A
recent
Scientific American article laid out a plan to scale up solar
power’s contribution to our nation’s energy from less
than .5% to 35% by 2050. Authors Zweibel, Mason and Fthenakis focus
their proposal on producing electricity where the sun shines the
most and the brightest, in the Southwest, and delivering it via
direct current transmission to neighboring regions. They believe it
would take subsidies on the order of $400 billion through 2020 and
then solar is expected to be cost-effective without significant
government support. The investment would pay off enormously by
lowering the trade deficit and reducing energy insecurity largely
caused by oil imports.
The plan calls for some 30,000 square miles to be converted
into 3,000 GW of solar farms in the deserts of California, Arizona,
Nevada, and others in the region. This is enough to provide 69% of
our electricity needs, including powering 344 million PHEVs. To
even out the intermittency of generation from solar, energy would
be stored in compressed-air facilities in geological formations
nationwide. Such an area seems gigantic, but is less than that
needed to generate an equal amount of power from coal including
both the mining facilities and the plants. The grand plan was
presented with conservative assumptions that no further
technological and cost improvements would be made beyond 2020, and
they still found that by 2100 essentially all US energy could be
powered by renewables, mainly solar.
All this would cost taxpayers less than the current
Iraq war and occupation. My hat goes off to the authors, and I
hope to help this plan come to fruition over the next few decades
as a crucial element of the sustainable energy transition!
2 Comments
Margaret McCarthy
That's a fantastic idea. How likely is it to need significant legislation to implement? Do you think that the first stages could be up and running by 2020?
Dennis Markatos
I think the solar farms will first need to prove themselves for the local Southwest market, and then those states and the region can see exporting the power as a profitable project (along with financing assistance for the transmission from state and federal leaders). If the oil price keeps climbing (and other fossil fuels on its back), then I think solar innovators will continue to progress toward such a plan. First we need to catch up with nations like Germany that has 1% of its electricity from solar (even though their sunshine is often cloaked in clouds as opposed to the relentless Southwest sun).

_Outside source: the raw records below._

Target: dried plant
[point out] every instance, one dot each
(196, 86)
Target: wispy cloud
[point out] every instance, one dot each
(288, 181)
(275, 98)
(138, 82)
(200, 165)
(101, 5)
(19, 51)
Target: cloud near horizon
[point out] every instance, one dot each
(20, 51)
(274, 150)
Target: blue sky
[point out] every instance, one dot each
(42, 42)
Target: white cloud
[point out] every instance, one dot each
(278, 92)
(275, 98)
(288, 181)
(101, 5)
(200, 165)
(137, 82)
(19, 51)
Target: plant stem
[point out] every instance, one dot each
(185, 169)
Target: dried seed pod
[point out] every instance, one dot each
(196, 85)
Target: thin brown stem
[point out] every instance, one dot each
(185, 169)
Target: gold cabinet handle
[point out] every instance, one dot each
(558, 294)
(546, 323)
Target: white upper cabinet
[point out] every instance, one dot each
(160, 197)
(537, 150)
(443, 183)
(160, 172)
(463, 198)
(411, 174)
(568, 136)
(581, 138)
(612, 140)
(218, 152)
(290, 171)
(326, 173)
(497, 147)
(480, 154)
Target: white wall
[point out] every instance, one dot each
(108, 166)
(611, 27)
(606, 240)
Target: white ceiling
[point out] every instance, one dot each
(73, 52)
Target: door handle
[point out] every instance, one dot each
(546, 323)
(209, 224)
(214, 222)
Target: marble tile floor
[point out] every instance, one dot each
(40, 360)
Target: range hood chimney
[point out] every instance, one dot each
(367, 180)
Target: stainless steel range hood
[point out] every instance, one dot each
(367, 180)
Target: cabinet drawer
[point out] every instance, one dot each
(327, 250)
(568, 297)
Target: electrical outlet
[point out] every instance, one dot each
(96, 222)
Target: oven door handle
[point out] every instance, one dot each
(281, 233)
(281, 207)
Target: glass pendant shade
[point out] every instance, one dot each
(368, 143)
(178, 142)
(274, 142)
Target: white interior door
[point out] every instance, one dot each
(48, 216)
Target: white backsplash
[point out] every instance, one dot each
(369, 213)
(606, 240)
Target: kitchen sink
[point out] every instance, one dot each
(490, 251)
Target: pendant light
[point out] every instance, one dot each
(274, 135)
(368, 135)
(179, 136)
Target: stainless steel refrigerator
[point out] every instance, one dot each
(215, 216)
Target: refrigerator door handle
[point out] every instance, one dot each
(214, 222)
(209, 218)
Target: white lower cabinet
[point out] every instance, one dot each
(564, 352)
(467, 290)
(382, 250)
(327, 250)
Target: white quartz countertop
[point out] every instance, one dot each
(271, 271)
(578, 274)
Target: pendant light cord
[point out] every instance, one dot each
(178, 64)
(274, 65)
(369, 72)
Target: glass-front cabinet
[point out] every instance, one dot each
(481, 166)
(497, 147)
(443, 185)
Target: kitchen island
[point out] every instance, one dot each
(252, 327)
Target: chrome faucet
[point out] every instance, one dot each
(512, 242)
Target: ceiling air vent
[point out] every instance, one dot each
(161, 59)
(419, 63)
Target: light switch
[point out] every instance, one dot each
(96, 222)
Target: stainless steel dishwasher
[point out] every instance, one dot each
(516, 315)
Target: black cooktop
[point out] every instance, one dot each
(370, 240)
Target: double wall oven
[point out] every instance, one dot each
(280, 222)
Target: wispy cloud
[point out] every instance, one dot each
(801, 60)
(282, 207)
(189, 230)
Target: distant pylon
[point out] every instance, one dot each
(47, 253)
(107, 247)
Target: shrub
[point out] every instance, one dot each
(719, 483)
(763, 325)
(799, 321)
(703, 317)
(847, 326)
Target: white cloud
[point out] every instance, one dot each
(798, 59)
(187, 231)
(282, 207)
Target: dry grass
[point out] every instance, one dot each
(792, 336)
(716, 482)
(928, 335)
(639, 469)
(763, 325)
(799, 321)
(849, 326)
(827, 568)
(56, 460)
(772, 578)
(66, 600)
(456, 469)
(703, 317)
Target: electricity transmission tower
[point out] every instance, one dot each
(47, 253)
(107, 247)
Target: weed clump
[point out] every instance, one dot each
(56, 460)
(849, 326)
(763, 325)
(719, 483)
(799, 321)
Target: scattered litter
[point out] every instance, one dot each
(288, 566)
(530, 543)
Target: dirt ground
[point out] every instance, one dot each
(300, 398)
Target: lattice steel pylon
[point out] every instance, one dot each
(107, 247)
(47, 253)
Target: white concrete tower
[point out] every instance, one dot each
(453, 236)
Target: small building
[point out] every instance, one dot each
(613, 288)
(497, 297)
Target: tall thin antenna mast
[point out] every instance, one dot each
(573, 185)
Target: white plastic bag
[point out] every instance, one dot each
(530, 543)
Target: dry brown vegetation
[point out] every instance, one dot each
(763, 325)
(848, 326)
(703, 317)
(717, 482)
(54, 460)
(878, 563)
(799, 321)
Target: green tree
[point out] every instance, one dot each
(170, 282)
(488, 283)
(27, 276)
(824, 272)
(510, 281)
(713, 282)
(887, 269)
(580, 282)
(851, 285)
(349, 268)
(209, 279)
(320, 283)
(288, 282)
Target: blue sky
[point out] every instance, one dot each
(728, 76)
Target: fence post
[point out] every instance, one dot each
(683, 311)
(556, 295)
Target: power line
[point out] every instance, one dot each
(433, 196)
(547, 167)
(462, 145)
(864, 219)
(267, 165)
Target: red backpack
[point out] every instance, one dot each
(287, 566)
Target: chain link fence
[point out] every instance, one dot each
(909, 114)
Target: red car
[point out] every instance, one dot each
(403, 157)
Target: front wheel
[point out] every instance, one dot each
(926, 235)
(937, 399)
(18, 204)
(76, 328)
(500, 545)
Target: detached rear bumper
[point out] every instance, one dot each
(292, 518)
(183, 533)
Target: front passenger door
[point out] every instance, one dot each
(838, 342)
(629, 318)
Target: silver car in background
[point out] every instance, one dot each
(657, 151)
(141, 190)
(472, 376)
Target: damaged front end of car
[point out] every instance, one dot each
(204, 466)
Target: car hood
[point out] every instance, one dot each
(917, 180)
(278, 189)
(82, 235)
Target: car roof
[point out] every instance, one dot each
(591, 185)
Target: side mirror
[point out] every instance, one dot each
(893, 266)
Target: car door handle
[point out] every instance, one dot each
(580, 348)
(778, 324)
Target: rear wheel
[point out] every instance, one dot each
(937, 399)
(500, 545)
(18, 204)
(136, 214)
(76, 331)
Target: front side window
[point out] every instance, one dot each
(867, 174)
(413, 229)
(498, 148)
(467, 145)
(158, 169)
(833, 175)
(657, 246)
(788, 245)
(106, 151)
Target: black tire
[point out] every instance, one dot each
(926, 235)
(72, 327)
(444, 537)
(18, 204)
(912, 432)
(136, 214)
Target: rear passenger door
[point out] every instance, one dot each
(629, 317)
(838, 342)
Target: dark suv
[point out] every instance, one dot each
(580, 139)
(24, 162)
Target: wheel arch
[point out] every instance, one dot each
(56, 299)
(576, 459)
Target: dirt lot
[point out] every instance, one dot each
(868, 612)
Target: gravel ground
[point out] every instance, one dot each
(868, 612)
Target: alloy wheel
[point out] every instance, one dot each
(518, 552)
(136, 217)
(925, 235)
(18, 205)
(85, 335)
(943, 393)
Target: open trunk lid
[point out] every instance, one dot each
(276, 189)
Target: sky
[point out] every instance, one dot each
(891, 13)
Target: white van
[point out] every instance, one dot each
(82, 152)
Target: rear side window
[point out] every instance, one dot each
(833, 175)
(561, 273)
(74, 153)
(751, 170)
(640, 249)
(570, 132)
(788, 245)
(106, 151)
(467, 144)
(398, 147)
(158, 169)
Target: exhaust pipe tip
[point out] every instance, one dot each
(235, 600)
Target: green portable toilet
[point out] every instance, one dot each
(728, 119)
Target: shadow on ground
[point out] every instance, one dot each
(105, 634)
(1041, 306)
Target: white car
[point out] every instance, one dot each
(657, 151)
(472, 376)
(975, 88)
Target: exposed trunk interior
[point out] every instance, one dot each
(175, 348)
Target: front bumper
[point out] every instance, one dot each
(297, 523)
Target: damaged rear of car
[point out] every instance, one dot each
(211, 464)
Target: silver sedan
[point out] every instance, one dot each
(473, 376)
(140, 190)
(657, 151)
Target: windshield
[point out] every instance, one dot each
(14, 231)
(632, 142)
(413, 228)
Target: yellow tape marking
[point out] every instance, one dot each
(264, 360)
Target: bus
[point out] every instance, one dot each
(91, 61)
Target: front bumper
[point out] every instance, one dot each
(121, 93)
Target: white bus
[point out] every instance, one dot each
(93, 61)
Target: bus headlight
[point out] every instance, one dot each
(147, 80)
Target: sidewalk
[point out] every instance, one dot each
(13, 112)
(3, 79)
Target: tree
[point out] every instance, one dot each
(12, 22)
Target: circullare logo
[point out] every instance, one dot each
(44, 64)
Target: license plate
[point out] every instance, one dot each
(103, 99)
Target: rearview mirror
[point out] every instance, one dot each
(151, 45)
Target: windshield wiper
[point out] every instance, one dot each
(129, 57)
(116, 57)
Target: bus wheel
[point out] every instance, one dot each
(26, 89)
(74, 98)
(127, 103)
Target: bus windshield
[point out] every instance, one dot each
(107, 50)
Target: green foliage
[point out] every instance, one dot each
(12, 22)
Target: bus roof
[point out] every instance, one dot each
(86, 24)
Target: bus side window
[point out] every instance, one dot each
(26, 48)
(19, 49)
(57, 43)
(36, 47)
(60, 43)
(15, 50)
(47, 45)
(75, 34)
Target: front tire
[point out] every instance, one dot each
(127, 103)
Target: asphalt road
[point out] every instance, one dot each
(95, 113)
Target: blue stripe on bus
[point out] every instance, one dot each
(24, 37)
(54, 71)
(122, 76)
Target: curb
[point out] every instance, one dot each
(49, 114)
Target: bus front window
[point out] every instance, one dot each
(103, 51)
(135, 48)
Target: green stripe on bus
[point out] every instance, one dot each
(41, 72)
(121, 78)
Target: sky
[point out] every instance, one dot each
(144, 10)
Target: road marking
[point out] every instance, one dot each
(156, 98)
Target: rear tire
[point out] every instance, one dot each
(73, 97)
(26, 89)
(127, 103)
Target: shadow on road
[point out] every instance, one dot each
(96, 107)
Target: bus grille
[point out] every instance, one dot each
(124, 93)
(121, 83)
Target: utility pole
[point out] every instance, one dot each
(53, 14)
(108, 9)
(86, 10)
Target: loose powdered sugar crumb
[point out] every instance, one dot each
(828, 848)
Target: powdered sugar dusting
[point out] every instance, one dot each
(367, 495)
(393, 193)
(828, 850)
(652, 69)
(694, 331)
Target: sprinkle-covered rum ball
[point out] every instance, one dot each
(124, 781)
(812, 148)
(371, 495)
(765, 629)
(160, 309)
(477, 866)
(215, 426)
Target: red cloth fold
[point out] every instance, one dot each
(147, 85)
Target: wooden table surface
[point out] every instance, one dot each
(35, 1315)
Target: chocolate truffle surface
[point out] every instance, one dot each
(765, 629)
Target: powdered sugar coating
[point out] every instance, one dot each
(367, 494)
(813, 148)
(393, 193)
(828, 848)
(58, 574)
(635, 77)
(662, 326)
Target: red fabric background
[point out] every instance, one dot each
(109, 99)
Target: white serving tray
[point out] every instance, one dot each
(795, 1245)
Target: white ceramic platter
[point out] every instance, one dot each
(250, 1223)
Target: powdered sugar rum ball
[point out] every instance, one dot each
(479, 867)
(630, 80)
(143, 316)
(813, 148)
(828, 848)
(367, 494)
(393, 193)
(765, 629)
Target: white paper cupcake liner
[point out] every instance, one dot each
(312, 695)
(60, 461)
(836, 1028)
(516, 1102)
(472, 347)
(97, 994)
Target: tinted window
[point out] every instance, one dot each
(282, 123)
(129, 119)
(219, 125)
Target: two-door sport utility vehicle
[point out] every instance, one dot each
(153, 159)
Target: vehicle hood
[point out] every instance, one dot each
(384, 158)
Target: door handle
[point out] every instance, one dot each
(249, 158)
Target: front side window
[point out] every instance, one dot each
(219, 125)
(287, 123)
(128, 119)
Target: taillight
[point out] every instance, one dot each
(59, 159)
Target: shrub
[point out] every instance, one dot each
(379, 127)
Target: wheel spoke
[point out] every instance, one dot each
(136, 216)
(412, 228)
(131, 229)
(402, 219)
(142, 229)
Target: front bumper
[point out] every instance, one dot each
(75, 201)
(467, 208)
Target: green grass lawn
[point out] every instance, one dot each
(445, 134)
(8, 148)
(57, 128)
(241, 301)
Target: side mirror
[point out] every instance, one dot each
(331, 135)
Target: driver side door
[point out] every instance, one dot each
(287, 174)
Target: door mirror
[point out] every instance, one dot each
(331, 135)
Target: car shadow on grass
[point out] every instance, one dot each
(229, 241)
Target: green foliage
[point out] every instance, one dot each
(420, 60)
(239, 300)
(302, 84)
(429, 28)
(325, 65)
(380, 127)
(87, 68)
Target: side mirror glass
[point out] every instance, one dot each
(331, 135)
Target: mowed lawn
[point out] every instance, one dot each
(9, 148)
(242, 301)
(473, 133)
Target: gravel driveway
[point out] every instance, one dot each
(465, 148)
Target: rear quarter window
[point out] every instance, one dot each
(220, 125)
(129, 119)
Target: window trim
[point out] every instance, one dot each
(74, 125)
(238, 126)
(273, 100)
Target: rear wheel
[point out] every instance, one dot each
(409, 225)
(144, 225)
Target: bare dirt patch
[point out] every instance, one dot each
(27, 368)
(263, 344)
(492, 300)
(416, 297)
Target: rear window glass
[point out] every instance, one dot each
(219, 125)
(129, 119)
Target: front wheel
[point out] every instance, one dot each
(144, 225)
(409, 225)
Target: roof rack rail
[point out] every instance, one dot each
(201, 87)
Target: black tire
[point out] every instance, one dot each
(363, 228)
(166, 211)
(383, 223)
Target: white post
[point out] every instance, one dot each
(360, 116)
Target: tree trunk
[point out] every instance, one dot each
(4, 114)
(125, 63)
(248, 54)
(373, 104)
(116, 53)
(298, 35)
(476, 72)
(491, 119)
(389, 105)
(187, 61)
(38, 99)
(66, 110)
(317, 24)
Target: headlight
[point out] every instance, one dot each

Last year, solar installation additions were 55% higher than in 2006 at 220 MW. If we can continue such rapid growth ~50% per year, we would have 40 GW added per year by 2020 (eight times the large wind capacity growth last year). These are big ifs, but increased innovation, rising prices of other sources of energy, and concern over climate change should support rapid growth at some level at least. We'll see how fast we can make it.